In the minds of most editors, journalists and contributors at The Independent, the Israeli-Palestinian Conflict is a straight-forward story of the weak against the powerful, the privleged against the unprivileged, the oppressed and their oppressors.
The fundamental ‘progressive’ principle to which they seem wedded as professional purveyors of news and opinion – to comfort the afflicted and afflict the powerful – is channeled to reveal Israeli culpability, examine the body politic’s darkest inclinations and expose the atavism of heart of modern Zionism. Palestinians, within this ideological framing, are to be championed, comforted, pitied and humanised – but certainly never critically examined nor taken seriously as moral agents who control their own destiny.
In assigning an op-ed to a young British Jew named Emily Hilton (As a young Jew, the news coming out of Israel makes me feel hopeless about ending the occupation, Jan. 10), Indy editors were certain that, regardless of the particulars, the words would abide by the secular catechisms of this moral tale.
Hilton, a board member of Yachad UK and a New Israel Fund UK Fellow, like so many of her political fellow travelers in the US and UK, believes the root cause of most of what plagues the region can be explained by Israel’s 50 year occupation of the West Bank – a theory of political causality so absolute that it necessarily usurps all other particulars, and negates the role of individual actors.

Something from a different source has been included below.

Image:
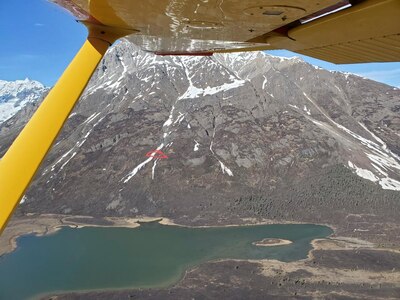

The occupation, according to Hilton, is what drives Israeli soldiers to shoot incapacitated Palestinian attackers and what drives Palestinian terrorists to stab Israelis in the chest. Except that, even here, in what she would likely claim was an expression of empathy towards the occupier, the precise words she uses in her opening are quite revealing.
Five decades of occupation is what led an Israeli soldier, Elor Azaria, to shoot an incapacitated Palestinian man lying on the ground in the head, with 67 per cent of the country now supporting a pardon for his conviction. It is 50 years of occupation that drives someone to take a knife and stab a person in the chest while they wait for their friends by the walls of Old City. It’s what leads to a truck being driven into a public bus stop killing four people.
In all three examples, only in the first, where the Israeli is the instigator of lethal violence, is the national identity of the actor revealed. Whilst an “Israeli” soldier killed a “Palestinian” man, “someone” took a knife and stabbed a “person” in the chest, and a “truck” was driven into a public bus stop killing four “people”.
Though some of her prose seems intentionally vague in an attempt, perhaps, to display fairness, expressing her generation’s dismay over a “slew of violence” and the “cycle of oppression, violence and retaliation”, most of it betrays her proclivity towards viewing the Palestinians as victims only.
My generation hasn’t lived through an existential threat to Israel’s existence. For me, my relationship with Israel began with the Rabin assassination, the second intifada, and two wars in Gaza – all episodes of extreme aggression that, in my view, seem underpinned by the dehumanisation of Palestinians.
For Hilton, two wars against a very specific antisemitic extremist group, and five years of coordinated Palestinian terror against Israeli civilians, is alternately generalized “aggression” or conflicts reflecting the denial of Palestinian humanity. Of course, Hilton seems breezily disinterested in the ‘relationship’ of most Israelis to these fateful years – a tale involving a Oslo generation once hopeful about an inevitable peace, only to be traumatised by an unending war.
Britons of Hilton’s generation can’t understand the current Israeli political milieu without appreciating how the decidedly inhuman terrorist violence of the second intifada, in response to an Israeli peace offer which included a contiguous Palestinian state, shattered their grandest illusions.
Similarly, those in her London political circle who understandably have grown weary over the continued occupation can’t truly comprehend Israeli political caution over efforts to achieve two states without appreciating the aftermath of the Gaza withdrawal – in which an occupation was ended, and yet, not peace, but extremism, terror, and war followed.
Indeed, further in her op-ed, Hilton explains that the occupation is sustained by the belief “that the people you are ruling over are going to try and hurt you”, suggesting, it seems, that the fear of Palestinian extremism, incitement and violence is not based on a sober understanding of actual Israeli experiences since Oslo, but on some irrational phobia of a benign minority.
In her penultimate paragraph, Hilton boasts of the time she spent last summer in the West Bank “with a Jewish group carrying out solidarity work with Palestinian communities”, demonstrating, she explains, “the power of human relationships in challenging narratives that are created around the other”.
However, by turning a complex and vexing political dispute into a binary moral paradigm, reducing the historical and diplomatic complexities of a more than 100 year-long conflict to one territorial dispute, and dismissing authentic, historically-informed Israeli fears of Palestinian intentions as nothing more than a failure of empathy and imagination, Emily Hilton is certainly not “challenging narratives”.
Rather, she’s coldly ignoring the reality of Israeli and Jewish experience, illiberally denying Palestinian agency and predictably reinforcing her own political community’s echo chamber.